1982 novel by Michael Moorcock

The Brothel in Rosenstrasse is a 1982 novel by Michael Moorcock. The main character is Rickhardt von Bek, a member of the family of Ulrich von Bek which is central to some of Moorcock's other fantasy novels, notably The War Hound and the World's Pain, The City in the Autumn Stars, and The Dragon in the Sword. The novel is written as Bek's memoir of a dying, demented man, in which he recalls his time with a bi-sexual teenage nymphet girl and how they take refuge in a superior brothel in a German city under siege during a 19th-century war. The standard German spelling of the name in the novel's title is "Rosenstraße" (Street of Roses).

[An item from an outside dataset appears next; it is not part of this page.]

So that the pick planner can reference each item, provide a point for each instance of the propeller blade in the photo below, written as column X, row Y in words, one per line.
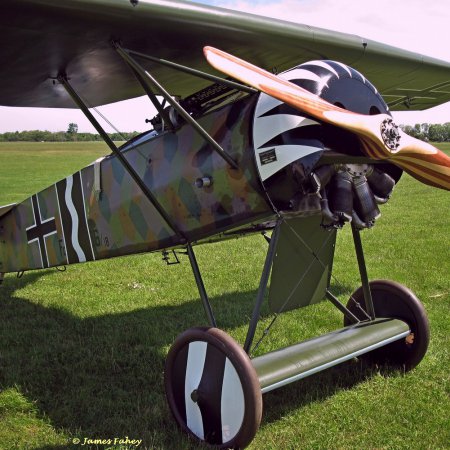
column 381, row 139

Unlike other Bek stories, this novel is not a fantasy, though John Clute refers to it as "a fantasy of sexual torment set in a very slightly displaced Europe." Although it takes place in a fictitious location—the free city of Mirenburg, capital of a similarly fictitious independent state bordering Germany called Waldenstein—it is otherwise realistic in content. Moorcock describes Mirenburg as "an attempt to produce an ideal middle European city", and it is believed to be based partly on Prague.

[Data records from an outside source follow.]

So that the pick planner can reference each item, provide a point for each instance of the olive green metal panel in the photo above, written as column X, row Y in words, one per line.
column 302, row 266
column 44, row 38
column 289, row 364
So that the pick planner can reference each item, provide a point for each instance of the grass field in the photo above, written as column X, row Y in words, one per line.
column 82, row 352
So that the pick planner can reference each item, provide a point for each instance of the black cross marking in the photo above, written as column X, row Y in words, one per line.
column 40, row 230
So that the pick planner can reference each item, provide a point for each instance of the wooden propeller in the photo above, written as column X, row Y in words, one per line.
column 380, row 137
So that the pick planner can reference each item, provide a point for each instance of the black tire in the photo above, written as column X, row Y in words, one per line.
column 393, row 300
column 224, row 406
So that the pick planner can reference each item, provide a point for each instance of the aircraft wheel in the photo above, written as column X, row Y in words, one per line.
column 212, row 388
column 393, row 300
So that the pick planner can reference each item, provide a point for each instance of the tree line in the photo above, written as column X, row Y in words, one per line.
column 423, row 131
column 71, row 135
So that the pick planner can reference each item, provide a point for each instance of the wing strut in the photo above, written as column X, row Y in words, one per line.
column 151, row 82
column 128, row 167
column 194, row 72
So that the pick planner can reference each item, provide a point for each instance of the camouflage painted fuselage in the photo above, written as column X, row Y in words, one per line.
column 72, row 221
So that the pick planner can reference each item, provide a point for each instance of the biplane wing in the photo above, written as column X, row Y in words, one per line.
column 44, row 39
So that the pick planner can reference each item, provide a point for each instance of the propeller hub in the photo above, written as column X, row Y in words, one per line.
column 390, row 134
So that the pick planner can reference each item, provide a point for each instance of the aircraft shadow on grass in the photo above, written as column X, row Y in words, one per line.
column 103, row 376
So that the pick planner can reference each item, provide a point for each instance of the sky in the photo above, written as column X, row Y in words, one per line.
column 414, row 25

Moorcock also recorded and released a single called "Brothel in Rosenstrasse". The song was included as a bonus track on the Griffin Records rerelease of the Michael Moorcock and Deep Fix album The New Worlds Fair.

==Bibliography==
- "Internet Speculative Fiction Database"
- "Moorcock's Miscellany"
- Brown, Charles N.. "The Locus Index to Science Fiction (1984-1998)"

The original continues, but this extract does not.